Die Federal Reserve senkte die Zinsen im Oktober zum zweiten Mal in Folge, angetrieben durch die plötzliche Verschlechterung des US-Arbeitsmarktes im Sommer. Dies wurde jedoch von einer Welle von „straffungsorientierten“ Bedenken begleitet, die einige Verantwortliche äußerten, darunter fünf stimmberechtigte Mitglieder der diesjährigen Geldpolitik. Sie zeigten sich zurückhaltend oder wenig bereit, eine dritte Zinssenkung im Dezember zu unterstützen.
Diese zunehmende Spaltung wurde durch den Mangel an aktuellen Wirtschaftsdaten aufgrund des Regierungsstillstands, der sich über den größten Teil des Oktober und November erstreckte, noch verschärft. Die aktuellste Inflationszahl, die den Geldpolitikern vorlag und am 5. Dezember veröffentlicht wurde, stammt aus dem September – ein Bericht, der die laufende geldpolitische Debatte kaum beeinflussen dürfte.
Vor diesem Hintergrund zeigten Investoren etwa eine Woche lang Mitte November ernsthafte Zweifel an einer weiteren Zinssenkung. Ein Großteil dieser ungewöhnlichen Debatte wurde jedoch am 21. November beigelegt, als John Williams, Präsident der Federal Reserve Bank of New York und als enger Vertrauter von Powell angesehen, erklärte, er sehe „kurzfristig“ Spielraum für eine Senkung. Der Markt griff dieses Signal auf und sieht die Wahrscheinlichkeit einer Zinssenkung in der kommenden Woche inzwischen bei über 90%.

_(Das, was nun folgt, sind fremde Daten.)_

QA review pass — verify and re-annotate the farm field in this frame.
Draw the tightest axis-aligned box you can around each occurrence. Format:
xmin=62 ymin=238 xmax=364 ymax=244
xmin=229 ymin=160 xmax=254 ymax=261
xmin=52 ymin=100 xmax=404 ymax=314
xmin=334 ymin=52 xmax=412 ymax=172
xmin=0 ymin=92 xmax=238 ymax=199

Ökonomen, die von „Bloomberg“ befragt wurden, erwarten, dass die Fed zunächst eine Pause einlegt, bevor sie 2026 zwei weitere Senkungen im März und September vornimmt. Es besteht Hoffnung, dass der Zustrom neuer Daten – sobald die Statistikbehörden die Rückstände durch den Shutdown aufholen – dazu beiträgt, den anhaltenden Spagat zwischen den beiden Hauptaufgaben der Fed aufzulösen: Inflationsbekämpfung und maximale Beschäftigung. Dennoch zeichnet sich bereits neues Drama ab: Präsident Donald Trump wird voraussichtlich bald einen Nachfolger für Powell benennen, dessen Amtszeit im Mai endet. Kevin Hassett, ein enger Vertrauter Trumps und einer seiner wichtigsten Wirtschaftsberater, gilt als Favorit. Dies hat bei einigen Investoren die Sorge geweckt, dass der nächste Fed-Chef auf Drängen Trumps eine Zinssenkung anstreben könnte, was die Inflation anheizen könnte.